Python Lists in Depth
Table of Contents
Intro to Python Lists
There seems to be quite a lot of confusion surrounding Python lists and certain data structures comparable to lists. What's a list? How does it compare to a tuple and set? How about dictionaries? What's mutability all about? What are iterators and are they worth caring about?
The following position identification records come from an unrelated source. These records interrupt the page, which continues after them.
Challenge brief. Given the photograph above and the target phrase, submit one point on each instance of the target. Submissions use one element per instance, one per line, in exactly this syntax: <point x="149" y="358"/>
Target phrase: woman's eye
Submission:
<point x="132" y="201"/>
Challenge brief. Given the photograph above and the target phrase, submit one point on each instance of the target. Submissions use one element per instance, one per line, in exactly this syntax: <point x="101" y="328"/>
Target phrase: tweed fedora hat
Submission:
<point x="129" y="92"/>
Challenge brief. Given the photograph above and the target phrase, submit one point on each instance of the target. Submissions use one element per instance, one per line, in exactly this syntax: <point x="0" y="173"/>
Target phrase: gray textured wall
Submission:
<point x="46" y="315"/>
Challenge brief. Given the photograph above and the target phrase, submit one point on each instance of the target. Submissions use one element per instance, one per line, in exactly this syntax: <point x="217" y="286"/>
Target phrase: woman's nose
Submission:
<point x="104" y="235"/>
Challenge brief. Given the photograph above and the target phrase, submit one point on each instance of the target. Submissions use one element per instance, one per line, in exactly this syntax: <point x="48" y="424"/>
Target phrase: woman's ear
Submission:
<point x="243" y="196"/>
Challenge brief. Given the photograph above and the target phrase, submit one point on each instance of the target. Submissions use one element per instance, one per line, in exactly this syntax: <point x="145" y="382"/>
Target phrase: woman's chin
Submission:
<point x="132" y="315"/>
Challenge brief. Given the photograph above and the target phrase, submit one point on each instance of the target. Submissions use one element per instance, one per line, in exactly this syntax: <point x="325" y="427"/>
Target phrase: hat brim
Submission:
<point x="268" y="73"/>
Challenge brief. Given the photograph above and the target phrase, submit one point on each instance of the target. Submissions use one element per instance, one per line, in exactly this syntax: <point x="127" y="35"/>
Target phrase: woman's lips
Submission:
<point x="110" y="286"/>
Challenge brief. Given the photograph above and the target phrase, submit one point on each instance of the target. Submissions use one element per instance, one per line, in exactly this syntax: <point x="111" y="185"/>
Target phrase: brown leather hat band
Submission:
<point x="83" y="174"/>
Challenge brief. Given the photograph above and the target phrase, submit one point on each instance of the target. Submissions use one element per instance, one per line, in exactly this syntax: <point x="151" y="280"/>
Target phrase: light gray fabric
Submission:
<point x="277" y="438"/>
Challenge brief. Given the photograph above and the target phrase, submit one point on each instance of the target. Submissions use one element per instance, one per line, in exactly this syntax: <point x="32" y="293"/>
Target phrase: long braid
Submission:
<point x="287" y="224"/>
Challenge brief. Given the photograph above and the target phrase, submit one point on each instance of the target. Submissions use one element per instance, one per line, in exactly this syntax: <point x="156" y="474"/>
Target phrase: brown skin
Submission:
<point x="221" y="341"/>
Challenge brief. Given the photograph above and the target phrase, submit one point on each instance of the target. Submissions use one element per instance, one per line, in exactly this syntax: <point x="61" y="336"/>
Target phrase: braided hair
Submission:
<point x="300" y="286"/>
This article aims to remove some of the confusion around these questions and more. We'll start off by looking at lists in isolation: how we make them and how to interact with them. After that, we'll look at some examples of leveraging loops, comprehensions, and recursion for creating lists. We'll finish off by comparing lists to some other iterable types.
Version
The examples below are all written in Python3. If you are running this stuff in Python2, some things might turn out a little differently.
id
function
the We'll be making use of Python's built in id
function quite a bit in the examples that follow, so we'll start off by making sure we understood it.
>>> id
<built-in function id>
>>> print(id.__doc__)
Return the identity of an object.
This is guaranteed to be unique among simultaneously existing objects.
(CPython uses the object's memory address.)
>>>
>>> # let's see it in action
>>>
>>> a = 1
>>> id(a)
10919424
>>>
>>>
>>> b = a
>>>
>>> id(b) == id(a)
True
>>>
>>> id(b) == id('spam')
False
So in plain English, the id
function returns something that represents the unique identity of an object. If we have two values that have the same id output, then they are the same object. That is, they are in the same place in memory.
As an analogy, let's say we have a human named Robert. His mother calls him Robert, his siblings call him Rob, and his friends call him Bob. Bob's social security number is the same as Robert's social security number. Rob's social security number is the same as Bob's.
In Python this is like:
>>> id(bob) == id(robert)
True
>>> id(rob) == id(bob)
True
This also means that if you do something that changes Rob, it would affect Robert and Bob. If Rob decides to wear a blue t-shirt, then that means that Robert and Bob are wearing a blue t-shirt — it's the same t-shirt. So:
>>> id(bob.shirt) == id(robert.shirt)
True
>>> id(rob.shirt) == id(bob.shirt)
True
Just lists
In this section, we'll run through a bunch of examples. We'll start simple. Open up a Python3 shell if you want to follow along.
Creating lists
First, some basic syntax for creating lists.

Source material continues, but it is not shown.